As she moved to spread her successful methods through the school, Ewa met stubborn resistance from her fellow teachers. From conversations with them she began to understand that before teachers could embrace the possibilities of cross-disciplinary environmental work, they need to be educated. To meet this need, she established the Center for Environmental Education in the town of Kwidzyn, where she developed and promoted activities combining social and environmental issues. At the same time, she began to build cooperation among civil society organizations working on various facets of environmental protection.

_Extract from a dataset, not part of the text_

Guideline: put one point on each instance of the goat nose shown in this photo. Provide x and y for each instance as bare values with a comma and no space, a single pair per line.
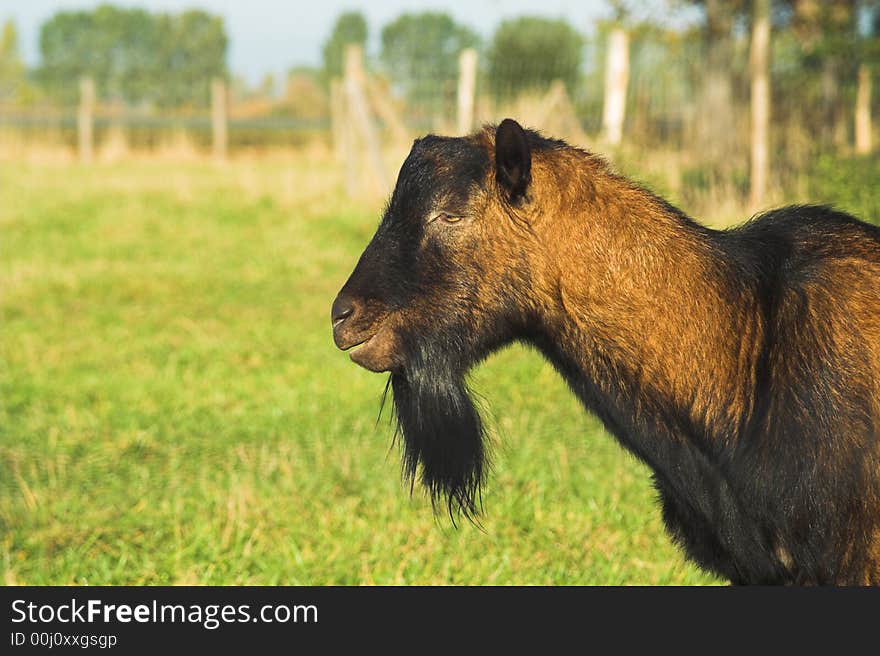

Even with these achievements under her belt, Ewa wasn’t yet satisfied. She realized that merely gathering people to engage them in various educational programs did not effectively persuade them to protect the environment in their daily lives. To affect the environment in positive ways, people needed to rally around ideas that would not only make them feel better, but would result in real benefits to their quality of life. Her efforts since this realization have adapted environmental consciousness to the needs and the values of the people they serve, helping communities that once resisted ecological protection to find its importance in their lives.